A spokesman for the German auto giant was responding to Washington's announcement of a new investigation into the auto trade, to see whether the dominance of foreign players is a threat to national security.

Volkswagen said "unilateral protectionism has not helped anyone in the long term," and that "only free and fair trade ensures prosperity gains."

'Avoid trade barriers'

The comments were backed up by Germany's auto industry association VDA, who said any increase in trade barriers should be avoided.

US Commerce Secretary Wilbur Ross promised the probe would be "thorough, fair, and transparent" and would focus on "whether (auto) imports are weakening our internal economy, and may impair the national security."

If investigators can prove that foreign car makers are harming the prospects of US car makers, it could provide the legal basis to impose tariffs on car imports.

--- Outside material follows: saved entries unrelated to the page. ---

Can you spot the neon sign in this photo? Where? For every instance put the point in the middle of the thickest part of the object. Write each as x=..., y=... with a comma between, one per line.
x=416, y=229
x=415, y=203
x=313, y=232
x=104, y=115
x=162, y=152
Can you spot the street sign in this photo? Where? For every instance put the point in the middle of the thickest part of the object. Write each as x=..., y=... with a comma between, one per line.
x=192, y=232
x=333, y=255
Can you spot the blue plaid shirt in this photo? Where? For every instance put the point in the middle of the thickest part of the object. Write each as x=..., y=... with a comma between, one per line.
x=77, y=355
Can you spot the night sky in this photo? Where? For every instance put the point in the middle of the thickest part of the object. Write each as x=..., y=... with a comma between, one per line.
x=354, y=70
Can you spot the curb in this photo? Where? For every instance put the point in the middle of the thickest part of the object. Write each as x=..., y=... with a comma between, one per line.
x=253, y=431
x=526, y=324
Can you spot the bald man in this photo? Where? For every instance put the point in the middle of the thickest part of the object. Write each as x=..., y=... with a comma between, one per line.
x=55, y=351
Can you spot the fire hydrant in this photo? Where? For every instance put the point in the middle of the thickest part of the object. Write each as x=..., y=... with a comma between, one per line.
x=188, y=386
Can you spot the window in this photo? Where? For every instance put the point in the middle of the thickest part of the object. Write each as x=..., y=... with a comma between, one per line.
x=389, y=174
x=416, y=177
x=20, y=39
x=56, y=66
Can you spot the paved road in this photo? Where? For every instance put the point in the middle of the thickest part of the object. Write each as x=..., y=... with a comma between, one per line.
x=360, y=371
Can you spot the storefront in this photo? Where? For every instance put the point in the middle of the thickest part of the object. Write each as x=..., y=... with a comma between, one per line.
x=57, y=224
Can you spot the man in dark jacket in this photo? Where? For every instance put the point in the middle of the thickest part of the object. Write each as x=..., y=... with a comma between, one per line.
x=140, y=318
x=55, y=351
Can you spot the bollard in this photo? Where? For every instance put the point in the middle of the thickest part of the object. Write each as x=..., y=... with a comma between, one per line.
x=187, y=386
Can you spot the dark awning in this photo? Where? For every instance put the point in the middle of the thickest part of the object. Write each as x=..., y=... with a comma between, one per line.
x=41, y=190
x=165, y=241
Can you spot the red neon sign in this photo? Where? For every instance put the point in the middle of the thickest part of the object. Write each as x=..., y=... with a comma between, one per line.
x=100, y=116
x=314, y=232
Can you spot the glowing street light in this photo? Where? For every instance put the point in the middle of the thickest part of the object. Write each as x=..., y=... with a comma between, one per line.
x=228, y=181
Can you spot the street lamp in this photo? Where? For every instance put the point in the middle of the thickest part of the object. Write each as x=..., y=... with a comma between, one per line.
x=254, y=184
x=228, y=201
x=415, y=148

The Wall Street Journal reported on Thursday that the tax could be as high at 25 percent. Currently the US imposes a tariff of just 2.5 percent on foreign cars, while the European Union levies a 10 percent duty on US cars.

Trump roars again
Trump has repeatedly vowed to impose tariffs to protect the US auto industry, having been elected in 2016 on a promise to bring back millions of lost American jobs from abroad.

The US president told his core supporters on Twitter that the hard times for US autoworkers would soon be over.

VDA noted that actual trade flows in the auto industry are different to the impression given in policy statements by Trump.

It said German car exports to the US have been falling for many years, whereas German automakers have moved production for more of their vehicles to US plants, where they are exported all over the world.

Germany's factories in US
Germany's US factories employ some 36,500 American workers, and since 2013 have ramped up production by 180,000 to more than 800,000 vehicles.

At the same time VDA admitted that some vehicle production had moved to Mexico over the past 12 months.

BMW, which along with Mercedes has expanded production capacity in the US, said in its own statement that "barrier-free access to markets is therefore a key factor not only for our business model, but also for growth, welfare and employment throughout the global economy."

BMW's 10,000-employee plant in Spartanburg, South Carolina, is its biggest worldwide.

The US investigation contrasts with positive trade talks between German Chancellor Angela Merkel and Chinese premier Li Keqiang during her visit to Beijing this week.

"China and Germany are on the path of promoting multilateralism and bolstering free trade," Merkel said on Thursday.

China recently said it would cut tariffs on foreign vehicles from 25 to 15 percent.